Prices remain stable as the supply is strong and peace talks in Ukraine fail.
The Dutch and British wholesale prices of gas were stable on Wednesday morning. They were close to a 19-month low as the peace talks between Russia, the U.S. and Ukraine on ending the conflict in Ukraine failed to find a solution and gas supplies remained strong.
LSEG data shows that the benchmark Dutch front-month contract was lower by 0.16 euros at 27,85 euros per megawatt (MWh) at $9.50/mmBtu at 0924 GMT.
The contract reached an intraday low on Tuesday of 27,53 euros/MWh, a rate not seen since the middle of April 2024.
The British day-ahead contracts was down by 0.05 pence to 72.30p/therm.
The market believes that prices will continue to fall as long LNG exports from the USA to Europe remain high.

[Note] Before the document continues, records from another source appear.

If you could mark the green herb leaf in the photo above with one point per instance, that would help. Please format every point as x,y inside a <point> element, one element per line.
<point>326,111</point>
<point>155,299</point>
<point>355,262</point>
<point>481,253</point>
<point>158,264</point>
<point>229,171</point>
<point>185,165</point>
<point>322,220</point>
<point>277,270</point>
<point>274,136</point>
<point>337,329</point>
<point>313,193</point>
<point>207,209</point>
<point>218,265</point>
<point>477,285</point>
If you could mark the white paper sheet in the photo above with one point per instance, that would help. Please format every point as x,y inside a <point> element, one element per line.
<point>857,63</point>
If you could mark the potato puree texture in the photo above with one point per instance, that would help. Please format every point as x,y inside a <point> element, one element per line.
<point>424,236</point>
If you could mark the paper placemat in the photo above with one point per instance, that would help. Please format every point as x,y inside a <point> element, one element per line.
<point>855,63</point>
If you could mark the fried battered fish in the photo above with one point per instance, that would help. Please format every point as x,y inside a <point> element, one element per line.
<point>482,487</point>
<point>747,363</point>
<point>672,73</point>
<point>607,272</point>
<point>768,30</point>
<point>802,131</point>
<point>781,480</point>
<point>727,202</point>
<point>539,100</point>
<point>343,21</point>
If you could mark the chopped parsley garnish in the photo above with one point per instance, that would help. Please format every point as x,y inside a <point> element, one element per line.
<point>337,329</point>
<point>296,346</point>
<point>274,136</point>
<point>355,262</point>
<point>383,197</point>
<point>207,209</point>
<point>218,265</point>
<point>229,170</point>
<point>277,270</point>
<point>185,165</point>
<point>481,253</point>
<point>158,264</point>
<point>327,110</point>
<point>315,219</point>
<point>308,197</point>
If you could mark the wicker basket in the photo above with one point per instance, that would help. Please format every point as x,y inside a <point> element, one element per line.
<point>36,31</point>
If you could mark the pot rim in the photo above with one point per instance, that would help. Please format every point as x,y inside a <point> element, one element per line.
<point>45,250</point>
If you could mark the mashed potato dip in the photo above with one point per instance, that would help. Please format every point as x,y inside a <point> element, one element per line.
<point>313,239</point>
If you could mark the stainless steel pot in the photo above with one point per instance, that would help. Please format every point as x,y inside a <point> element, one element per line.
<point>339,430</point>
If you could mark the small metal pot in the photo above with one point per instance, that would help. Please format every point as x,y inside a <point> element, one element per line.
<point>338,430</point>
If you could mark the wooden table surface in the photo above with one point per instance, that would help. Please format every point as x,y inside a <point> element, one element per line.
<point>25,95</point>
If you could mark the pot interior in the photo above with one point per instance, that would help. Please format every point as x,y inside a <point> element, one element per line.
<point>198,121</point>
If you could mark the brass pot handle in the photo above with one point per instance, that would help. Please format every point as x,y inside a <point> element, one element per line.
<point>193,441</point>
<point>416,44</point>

Analysts at LSEG predicted that the liquefied gas sent out to Northwest Europe on Wednesday would be 60 gigawatts/day higher at 2,120 GWh/d.

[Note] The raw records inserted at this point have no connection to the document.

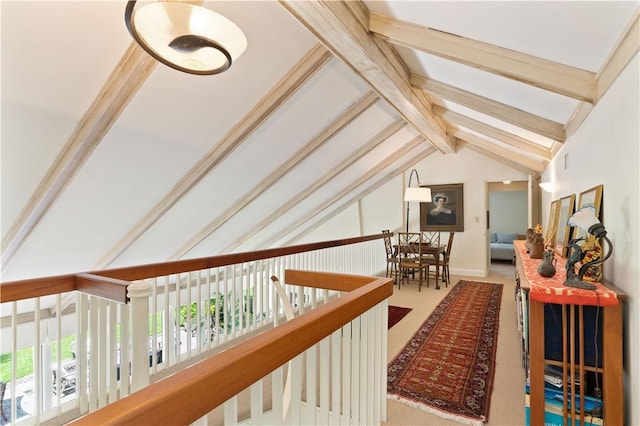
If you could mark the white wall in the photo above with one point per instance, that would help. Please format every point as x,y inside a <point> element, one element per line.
<point>470,251</point>
<point>605,151</point>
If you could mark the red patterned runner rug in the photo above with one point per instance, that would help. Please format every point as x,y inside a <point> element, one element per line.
<point>396,313</point>
<point>447,367</point>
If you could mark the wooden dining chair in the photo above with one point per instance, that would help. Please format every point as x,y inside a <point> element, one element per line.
<point>392,259</point>
<point>411,259</point>
<point>445,262</point>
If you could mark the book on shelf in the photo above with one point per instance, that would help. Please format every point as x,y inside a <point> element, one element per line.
<point>553,375</point>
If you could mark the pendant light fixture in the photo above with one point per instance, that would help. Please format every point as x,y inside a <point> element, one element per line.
<point>184,36</point>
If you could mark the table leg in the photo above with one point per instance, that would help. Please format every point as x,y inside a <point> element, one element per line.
<point>437,271</point>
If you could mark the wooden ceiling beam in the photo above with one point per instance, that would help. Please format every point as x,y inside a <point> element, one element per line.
<point>542,126</point>
<point>379,138</point>
<point>341,26</point>
<point>348,203</point>
<point>372,173</point>
<point>342,121</point>
<point>490,154</point>
<point>555,77</point>
<point>510,139</point>
<point>624,51</point>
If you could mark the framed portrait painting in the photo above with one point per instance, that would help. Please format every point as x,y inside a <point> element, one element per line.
<point>445,212</point>
<point>564,208</point>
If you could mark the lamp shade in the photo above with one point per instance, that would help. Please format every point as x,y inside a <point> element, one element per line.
<point>417,194</point>
<point>185,37</point>
<point>584,218</point>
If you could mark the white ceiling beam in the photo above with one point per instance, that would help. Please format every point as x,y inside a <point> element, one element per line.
<point>503,136</point>
<point>339,197</point>
<point>265,108</point>
<point>624,51</point>
<point>555,77</point>
<point>382,136</point>
<point>498,153</point>
<point>348,203</point>
<point>341,26</point>
<point>526,120</point>
<point>123,83</point>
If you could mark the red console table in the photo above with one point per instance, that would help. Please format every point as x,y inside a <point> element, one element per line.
<point>542,291</point>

Mild temperatures also reduced demand for gas heating.
After a five hour Kremlin summit between Donald Trump and Vladimir Putin's top envoys, the U.S. and Russia failed to reach an agreement on a potential peace deal that would end the conflict in Ukraine.
Markets were also unmoved when news broke that the European Council and the European Parliament had reached an agreement on the gradual phase-out of Russian gas imports until 2027, as part of a move to reduce dependence on Russian energy.
In a daily market report, analysts at Mind Energy stated that "Europe is expecting a large increase in LNG imports from the U.S."